The author, a regular contributor, is a former reporter for The New York Times and Detroit Free Press.
Fifty years ago, Peter Werbe dropped by the office of Russ Gibb, the promoter who ran the Grande Ballroom.
A young woman interrupted by bursting through the door and shouting her objections to the psychedelic lighting and its negative effect on the musicians on stage.
“Who is that motherfucker with those lights?” yelled Janis Joplin. “I’m going to fucking kill that motherfucker.”
In that Joplin was the star of the show, Gibb reacted quickly.
“We’ll turn them off,” he said.
Werbe then worked as an editor at the Fifth Estate, Detroit’s weekly underground newspaper which covered – among other things – rock music and politics. He reacted Tuesday to news that the National Register of Historic Places now includes the joyously haunted, abandoned pile of bricks at Grand River near Joy Road on Detroit’s west side.
“It was a den of iniquity,” Werbe said, not disapprovingly. “There was music. There was marijuana. There were a lot of sexual liaisons.”
Werbe recalled the hedonistic and revolutionary rhetoric of John Sinclair, then the manager of the MC5, which blasted such messages through Marshall amplifiers. In those years, “the Five” was the Grande’s house band.
“Rock-and-roll, dope and fucking in the streets,” Werbe said of the band’s ethos, as voiced by Sinclair. “Total assault on the culture.”
Built 90 years ago
Somehow, the culture survived, as did the Grande (pronounced “GRAN-dee”). It was built in 1928, when Detroit was flush. Back then, the mobsters of the Purple Gang patronized the place and locals danced to orchestras.
It is now boarded up and vacant but with a recent sign of life. A mural painted on it this autumn shows, among other things, MC5 guitarist Wayne Kramer firing his guitar like a machine gun with five-point stars – the kind on the American flag -- bursting from it like bullets.
The Grande’s rock era began in 1966 and ended in 1972. It’s been mostly unused since then. In its prime, the Grande served as a laboratory for bands who went on to bigger halls and bigger money. Among them were the Who, Cream, the Grateful Dead, the Mothers of Invention, the Yardbirds, Iron Butterfly, Canned Heat and The Byrds.
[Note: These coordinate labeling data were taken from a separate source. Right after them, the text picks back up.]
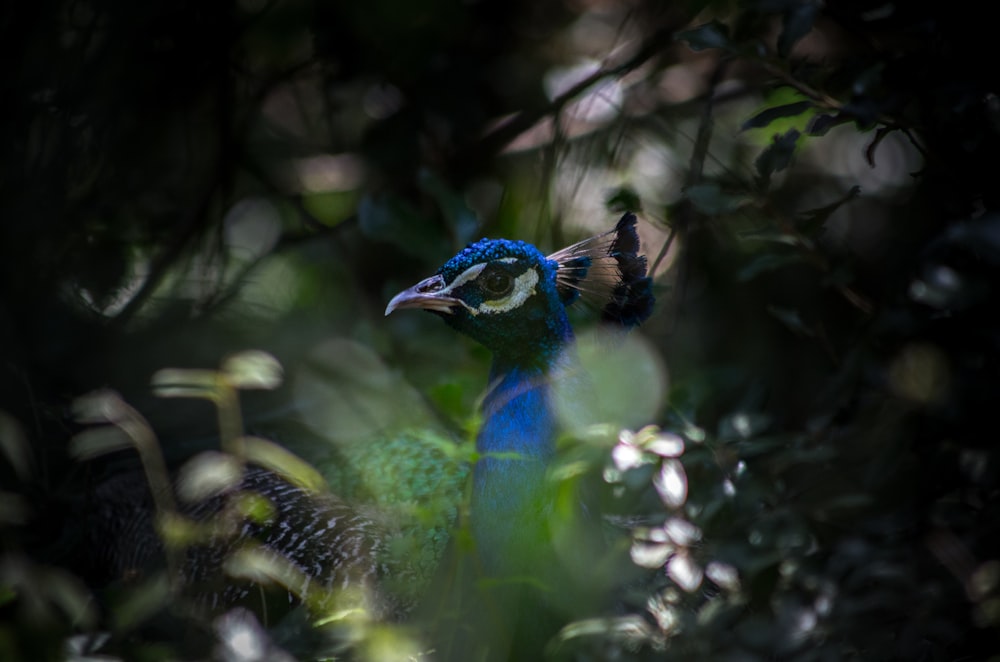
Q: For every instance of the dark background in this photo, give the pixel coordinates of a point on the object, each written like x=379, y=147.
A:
x=818, y=189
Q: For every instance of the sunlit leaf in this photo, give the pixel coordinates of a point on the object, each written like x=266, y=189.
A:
x=671, y=483
x=185, y=383
x=253, y=369
x=778, y=155
x=706, y=36
x=768, y=115
x=208, y=474
x=141, y=602
x=710, y=199
x=685, y=572
x=798, y=22
x=267, y=454
x=767, y=262
x=94, y=442
x=102, y=406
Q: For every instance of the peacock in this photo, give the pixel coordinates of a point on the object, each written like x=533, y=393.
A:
x=511, y=298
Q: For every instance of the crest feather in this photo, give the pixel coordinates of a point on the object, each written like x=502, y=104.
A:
x=608, y=274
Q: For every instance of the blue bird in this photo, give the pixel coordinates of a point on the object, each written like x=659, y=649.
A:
x=512, y=299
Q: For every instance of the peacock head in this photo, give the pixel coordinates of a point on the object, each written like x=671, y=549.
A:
x=511, y=298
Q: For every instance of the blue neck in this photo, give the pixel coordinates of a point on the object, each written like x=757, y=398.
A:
x=508, y=506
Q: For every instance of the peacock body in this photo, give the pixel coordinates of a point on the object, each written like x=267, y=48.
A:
x=399, y=497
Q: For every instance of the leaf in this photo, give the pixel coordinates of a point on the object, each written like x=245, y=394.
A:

And Iggy and the Stooges. The lead singer, who then went by Iggy Stooge and is now known as Iggy Pop, sometimes held a vacuum cleaner hose to the microphone and let it hum. Or he would take off his shirt and rub raw hamburger on his chest and down the front of his jeans.
Werbe recalled how Iggy would sometimes throw himself from the stage into the audience, usually landing in a pile of young women.
“One time, they didn’t catch him,” Werbe said. “He just splattered.”
Another local musician who played the Grande and went national was Ted Nugent, who once told the Free Press that the Grande was “dark, dirty, disorganized and drug-infested.”
Craziness in the bathroom
Then again, it also had its downside. The floors were sticky. The urinals in the men’s bathroom didn’t always work and the stalls with the doors were sometimes occupied by couples who weren't there for the intended purpose.
The show was on the second floor and the place officially held fewer than 2,000 people. Those in line were often greeted by young panhandlers asking for spare change.
One night, Werbe remembered, a picket line protested how Gibb (known as Uncle Russ) had raised the admission price from $2.50 to $4 because Cream topped the bill for that show.
“We denounced him as a capitalist pig,” said Werbe, who could not remember who organized the protest.
Even after the civil unrest of 1967, white suburban teens and young adults of the baby boom generation still came into the city for the shows.
Motown even got into the spirit. Although not named, it sounded as if the Temptations in 1970 were describing the Grande when they sang “Psychedelic Shack:”
Incense in the air
Peace signs painted everywhere . . .
Screaming guitars, and a thousand colored lights
People I’m tellin’ you this place is really out of sight
You never know when you’ll run into a fellow traveler. When commuting to work in New York a few years ago, I took the ferry boat from Hoboken to Wall Street. The ticket-taker noticed my Wayne State hoodie and said he was from Toledo.
He reminded me a little of Otto, the stoner on “The Simpsons.” After the boat left New Jersey, Otto from Toledo ran to his locker and came back with a picture of the Grande’s interior.
He told me of all the great bands he’d heard there and how much fun it was. And every time I took the ferry after that, he showed me the same picture and told me the same stories. And I enjoyed them every time.
Historic designation doesn’t guarantee the Grande will be refurbished and re-opened. The owners are the Chapel Hill Missionary Baptist Church.
But if Ford Motor Co. can buy the old train station and remodel it for the 21st century, perhaps someone in Detroit will fix up another historic structure to tell the tale of a time when Grande was more than just a coffee at Starbucks.